Did you know that...?
The bagel is a bread of Jewish tradition. Its origin dates back to the seventeenth century, when it appears a first written reference, in 1610, in a Jewish legal document of the Polish city of Krakow. Since then, the bagel has made a long journey accompanying Jewish diasporas around the world and has been taking root here and there, especially in the United States where, from the mid-twentieth century, and thanks to technology, the process of freezing and the strategic alliance with a well-known brand of cream cheese, it knows its big boom.

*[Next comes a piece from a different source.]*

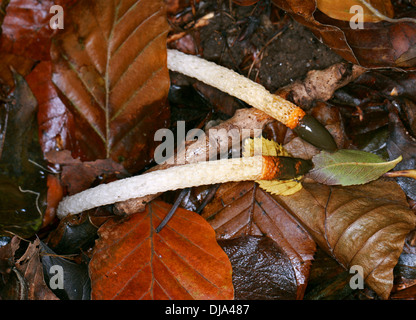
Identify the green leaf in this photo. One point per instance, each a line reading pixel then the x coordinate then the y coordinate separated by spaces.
pixel 349 167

The bagel, however, is still a bread with a special preparation (it is boiled before it is baked) that has also undergone a revolution in recent years, like the rest of the world of bread, towards a more traditional production, with manual processes and natural ingredients, without additives or preservatives that, surely, make today's bagel, despite everything, look alike very little to the one of the seventeenth century, but that allow us to enjoy a very healthy and delicious product.
Hand made sourdough bagels
The bagels that you will find inhouse are made by ourselves, in our open workshop, every day, in the traditional way in which good bread has always been made, with natural quality ingredients, natural yeast, all the time necessary for fermentation and, above all, lots of love.
Every day, we prepare the dough for our bagels, which we will bake the next day, with 100% organic ground flour by Ylla 1878. And every day we bake whole grain bagels, with real wholemeal flour, and white bagels, with a 50% mixture of wheat and spelt. On request we also bake sweet bagels of cinnamon and raisins, chocolate, orange and egg and butter, and other salted bagels of tomato and oregano and onion and basil.
Each day we also feed our sourdough with which we ferment our bagels. We do not add commercial yeast, only our natural yeast that ferments much more slowly, but which gives it an unmistakable flavor and aroma.
We do a fermentation in two phases: one hot phase, at about 27ºC, for about 2 to 3 hours, and another cold phase, at 4ºC, for about 18 to 22 hours. This slow process of fermentation adds to our bagels all the organoleptic qualities of good bread and makes them very healthy, even for people with mild gluten intolerance.
Finally, every morning we form our bagels manually, one at a time. There are none equal, they are all different and they all have their personality. Some of them more twisted, others more fatty, but all made with lots of love.
Once formed, we boil them (of course!) in water and bake them in our oven for about 25 minutes. And then our customers start arriving. When the bagels are over we cannot bake anymore until the next day, because the dough must rise the proper time, and we close. So be smart!